# Heat matt under whole tank?



## captainmerkin (May 2, 2007)

it advises me to only put a heat mat under 50% of my tanks, I was hoping to raise the temperature a little in my 30cmx30cmx45cm tank and my heat mat is 30x30 which fits nicely..

would it be ok to put the mat under this tank for either orchid or idolomantis and cover the entire underside of the tank?


----------



## Rick (May 2, 2007)

Unless your room is kept cold you don't need a heat mat at least not for orchids. As long as they don't go below 70 at night you're fine. When I first got orchids I was under the impression they needed extra heat. But they don't unless your house/room is really cold they will be fine at room temp.


----------



## captainmerkin (May 2, 2007)

hmmm what you guys describe as cold well I expect that is more like my room temperature lol

at this time of year the house is around 65 but that goes up and down a lot, sometimes drops down to 57 - 60 at night.

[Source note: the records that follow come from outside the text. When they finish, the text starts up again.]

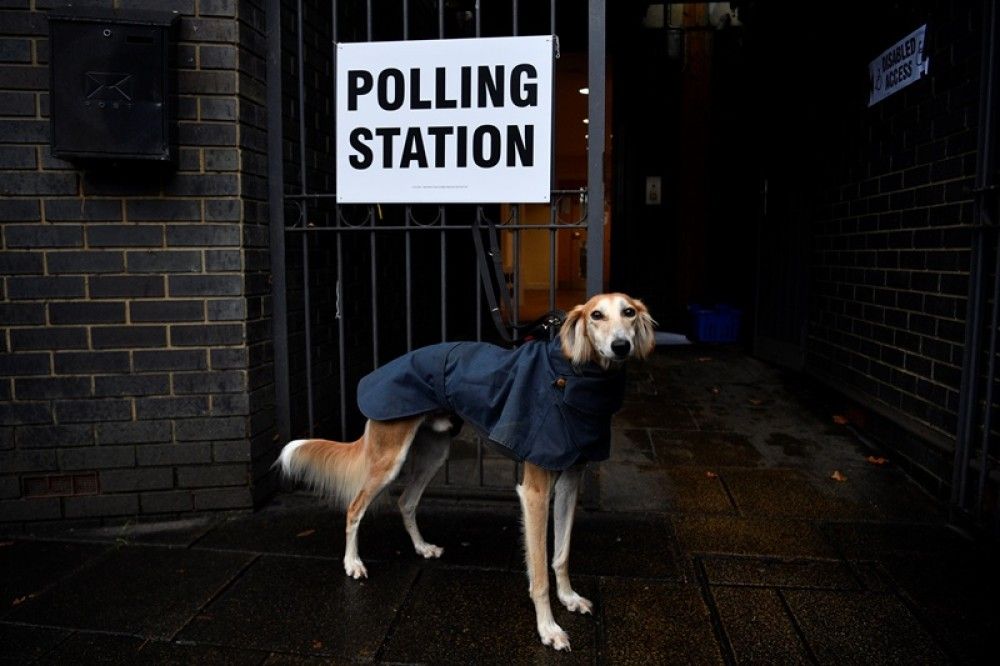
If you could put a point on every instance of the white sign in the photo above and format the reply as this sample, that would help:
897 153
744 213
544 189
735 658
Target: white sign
445 121
900 65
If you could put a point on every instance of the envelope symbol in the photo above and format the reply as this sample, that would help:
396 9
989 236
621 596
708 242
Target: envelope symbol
108 86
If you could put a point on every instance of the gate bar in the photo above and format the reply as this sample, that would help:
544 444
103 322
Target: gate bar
276 221
595 146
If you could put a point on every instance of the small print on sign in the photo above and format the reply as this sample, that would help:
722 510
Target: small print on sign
900 65
445 121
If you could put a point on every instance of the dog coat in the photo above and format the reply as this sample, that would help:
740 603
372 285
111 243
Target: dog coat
531 401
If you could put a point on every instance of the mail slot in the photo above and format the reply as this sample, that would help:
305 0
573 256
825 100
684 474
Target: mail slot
110 86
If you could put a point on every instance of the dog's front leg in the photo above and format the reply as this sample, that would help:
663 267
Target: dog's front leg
534 492
564 508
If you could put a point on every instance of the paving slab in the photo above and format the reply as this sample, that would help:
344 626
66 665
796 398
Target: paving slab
28 567
654 412
704 449
313 529
650 622
886 494
776 537
179 533
484 617
306 606
22 645
140 590
88 648
789 493
816 574
631 445
758 627
641 546
955 591
652 488
485 537
856 628
860 541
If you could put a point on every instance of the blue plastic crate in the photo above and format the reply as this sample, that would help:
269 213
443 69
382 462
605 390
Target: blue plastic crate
718 324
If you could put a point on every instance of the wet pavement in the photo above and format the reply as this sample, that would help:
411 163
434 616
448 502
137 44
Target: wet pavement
715 534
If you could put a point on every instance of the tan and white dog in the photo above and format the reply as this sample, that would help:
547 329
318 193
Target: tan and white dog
601 335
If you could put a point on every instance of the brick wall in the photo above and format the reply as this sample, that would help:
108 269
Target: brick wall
135 360
891 260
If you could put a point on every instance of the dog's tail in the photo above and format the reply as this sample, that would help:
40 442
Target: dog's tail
334 470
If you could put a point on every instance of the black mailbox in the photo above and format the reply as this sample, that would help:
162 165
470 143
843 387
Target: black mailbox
110 88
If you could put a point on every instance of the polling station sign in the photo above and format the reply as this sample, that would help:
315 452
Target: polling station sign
898 66
444 121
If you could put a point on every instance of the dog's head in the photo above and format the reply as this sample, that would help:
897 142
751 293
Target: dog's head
608 329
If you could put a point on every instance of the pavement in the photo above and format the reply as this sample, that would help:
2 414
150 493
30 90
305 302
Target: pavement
715 534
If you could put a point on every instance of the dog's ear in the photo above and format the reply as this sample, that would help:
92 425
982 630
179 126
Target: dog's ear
573 335
645 339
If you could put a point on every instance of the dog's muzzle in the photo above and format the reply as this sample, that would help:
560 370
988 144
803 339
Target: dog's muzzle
621 348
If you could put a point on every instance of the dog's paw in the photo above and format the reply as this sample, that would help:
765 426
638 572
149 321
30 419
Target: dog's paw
355 568
553 636
429 550
576 604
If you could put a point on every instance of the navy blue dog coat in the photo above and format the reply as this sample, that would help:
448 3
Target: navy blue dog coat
530 400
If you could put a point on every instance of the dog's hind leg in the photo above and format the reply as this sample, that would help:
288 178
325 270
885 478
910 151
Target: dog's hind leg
429 451
564 508
387 444
534 491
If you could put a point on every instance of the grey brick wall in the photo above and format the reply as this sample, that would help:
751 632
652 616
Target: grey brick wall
891 260
134 309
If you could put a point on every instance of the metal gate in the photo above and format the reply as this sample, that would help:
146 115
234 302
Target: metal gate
355 286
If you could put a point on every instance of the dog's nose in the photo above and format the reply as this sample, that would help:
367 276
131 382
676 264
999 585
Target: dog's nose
621 348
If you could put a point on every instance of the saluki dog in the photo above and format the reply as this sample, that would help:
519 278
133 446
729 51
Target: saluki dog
548 404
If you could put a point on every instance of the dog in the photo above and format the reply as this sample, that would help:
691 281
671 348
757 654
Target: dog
546 403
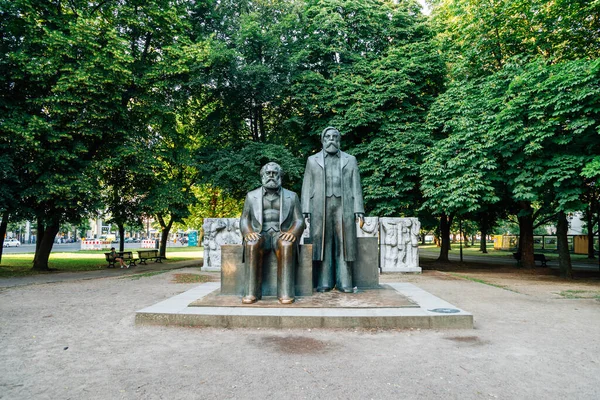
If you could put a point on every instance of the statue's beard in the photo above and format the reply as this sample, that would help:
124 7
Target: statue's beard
331 147
271 184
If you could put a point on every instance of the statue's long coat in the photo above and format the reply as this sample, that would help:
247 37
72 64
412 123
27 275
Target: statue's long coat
313 202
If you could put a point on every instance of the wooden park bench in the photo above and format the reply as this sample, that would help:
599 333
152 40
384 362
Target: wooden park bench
536 257
144 255
127 257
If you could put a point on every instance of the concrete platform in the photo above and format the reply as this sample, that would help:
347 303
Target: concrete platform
425 311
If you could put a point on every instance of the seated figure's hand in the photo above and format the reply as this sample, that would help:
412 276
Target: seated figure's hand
252 237
289 237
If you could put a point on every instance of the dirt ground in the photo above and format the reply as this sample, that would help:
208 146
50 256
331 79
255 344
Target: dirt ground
77 339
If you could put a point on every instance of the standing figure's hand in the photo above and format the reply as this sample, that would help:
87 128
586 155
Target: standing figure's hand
252 237
307 217
287 237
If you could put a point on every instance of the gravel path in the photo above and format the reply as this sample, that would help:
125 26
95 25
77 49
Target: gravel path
76 339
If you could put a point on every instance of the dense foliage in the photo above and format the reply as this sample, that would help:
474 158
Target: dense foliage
168 108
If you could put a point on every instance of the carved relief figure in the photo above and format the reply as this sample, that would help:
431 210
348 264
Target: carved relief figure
217 232
399 244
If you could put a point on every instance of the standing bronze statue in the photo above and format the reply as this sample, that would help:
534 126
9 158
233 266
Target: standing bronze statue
331 200
271 221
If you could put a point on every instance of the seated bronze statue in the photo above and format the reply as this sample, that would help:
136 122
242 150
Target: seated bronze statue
271 221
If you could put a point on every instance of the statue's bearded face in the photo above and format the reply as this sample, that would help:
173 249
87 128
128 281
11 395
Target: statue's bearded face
271 177
331 141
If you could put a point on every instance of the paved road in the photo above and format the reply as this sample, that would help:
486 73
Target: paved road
70 247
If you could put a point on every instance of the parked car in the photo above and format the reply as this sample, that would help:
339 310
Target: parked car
11 243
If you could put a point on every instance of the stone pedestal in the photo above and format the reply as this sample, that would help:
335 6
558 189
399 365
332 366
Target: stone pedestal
233 272
365 271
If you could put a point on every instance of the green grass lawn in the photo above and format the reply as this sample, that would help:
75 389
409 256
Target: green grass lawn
474 251
85 260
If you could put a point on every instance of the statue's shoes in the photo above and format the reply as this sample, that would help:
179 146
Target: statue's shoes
249 299
286 300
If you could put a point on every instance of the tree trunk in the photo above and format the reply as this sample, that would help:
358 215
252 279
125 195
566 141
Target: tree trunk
44 247
121 237
445 222
590 222
564 255
3 227
526 235
40 234
483 243
164 235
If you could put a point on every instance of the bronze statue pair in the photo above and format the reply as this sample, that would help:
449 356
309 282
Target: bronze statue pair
272 220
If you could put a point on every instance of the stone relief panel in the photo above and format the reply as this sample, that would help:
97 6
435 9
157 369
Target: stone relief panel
217 232
399 244
369 229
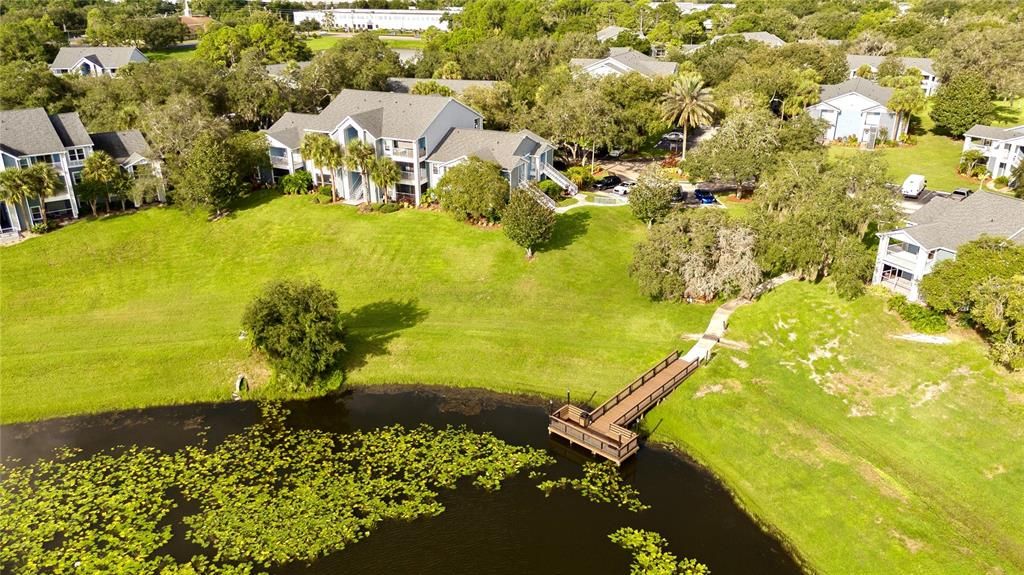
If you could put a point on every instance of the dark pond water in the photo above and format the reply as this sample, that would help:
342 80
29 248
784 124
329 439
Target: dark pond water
513 531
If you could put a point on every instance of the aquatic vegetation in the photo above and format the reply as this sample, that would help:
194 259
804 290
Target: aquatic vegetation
600 483
265 496
650 556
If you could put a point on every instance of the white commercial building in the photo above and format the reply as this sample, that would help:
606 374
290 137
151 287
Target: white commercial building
357 18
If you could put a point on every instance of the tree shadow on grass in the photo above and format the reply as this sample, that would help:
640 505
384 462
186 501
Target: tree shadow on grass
370 329
568 227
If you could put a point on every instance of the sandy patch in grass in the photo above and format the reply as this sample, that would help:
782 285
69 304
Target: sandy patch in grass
726 386
911 545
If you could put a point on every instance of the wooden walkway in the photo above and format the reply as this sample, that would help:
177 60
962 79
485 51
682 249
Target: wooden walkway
604 430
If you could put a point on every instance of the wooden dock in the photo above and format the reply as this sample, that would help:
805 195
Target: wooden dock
604 430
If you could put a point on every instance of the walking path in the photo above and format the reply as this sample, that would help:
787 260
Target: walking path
604 430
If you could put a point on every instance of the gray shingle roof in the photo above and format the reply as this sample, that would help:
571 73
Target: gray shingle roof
504 148
406 85
71 130
288 130
123 146
404 117
861 86
113 56
29 132
953 223
631 59
856 60
993 133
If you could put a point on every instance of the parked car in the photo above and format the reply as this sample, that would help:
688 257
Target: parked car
705 196
624 188
607 182
913 185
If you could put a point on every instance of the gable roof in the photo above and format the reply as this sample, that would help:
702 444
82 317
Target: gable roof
289 128
385 115
630 59
950 223
71 130
105 56
993 133
127 146
860 86
406 85
504 148
854 61
609 33
32 131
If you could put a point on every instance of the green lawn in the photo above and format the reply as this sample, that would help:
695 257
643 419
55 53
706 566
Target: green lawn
869 454
933 156
144 310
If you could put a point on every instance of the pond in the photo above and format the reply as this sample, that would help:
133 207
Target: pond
515 530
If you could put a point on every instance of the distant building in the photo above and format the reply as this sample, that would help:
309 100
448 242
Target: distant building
610 33
937 230
1003 147
857 108
358 18
423 135
32 136
929 80
763 37
625 60
406 85
94 60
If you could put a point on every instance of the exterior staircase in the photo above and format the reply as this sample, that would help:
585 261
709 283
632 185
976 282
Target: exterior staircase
559 178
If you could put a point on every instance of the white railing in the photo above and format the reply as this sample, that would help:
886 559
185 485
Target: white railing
559 178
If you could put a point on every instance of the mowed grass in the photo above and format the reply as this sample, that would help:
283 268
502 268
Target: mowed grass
145 309
933 156
871 454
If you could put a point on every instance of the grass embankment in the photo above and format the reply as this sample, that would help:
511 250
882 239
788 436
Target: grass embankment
870 454
144 309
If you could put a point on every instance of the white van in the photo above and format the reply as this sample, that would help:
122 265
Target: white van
913 185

all my current mantis seem fine and are shedding and growing pretty well at as summer sets in it can only get warmer, but I just dont want them getting too cold and flaking out on me!


----------



## Rick (May 2, 2007)

If all your others are doing fine I wouldn't worry about it.


----------



## captainmerkin (May 2, 2007)

cool lets see how it goes, maybe will use it if I need to speed up the moults on any females but will play it by eye till then!


----------



## OGIGA (May 3, 2007)

I'd probably use it to make them grow faster.


----------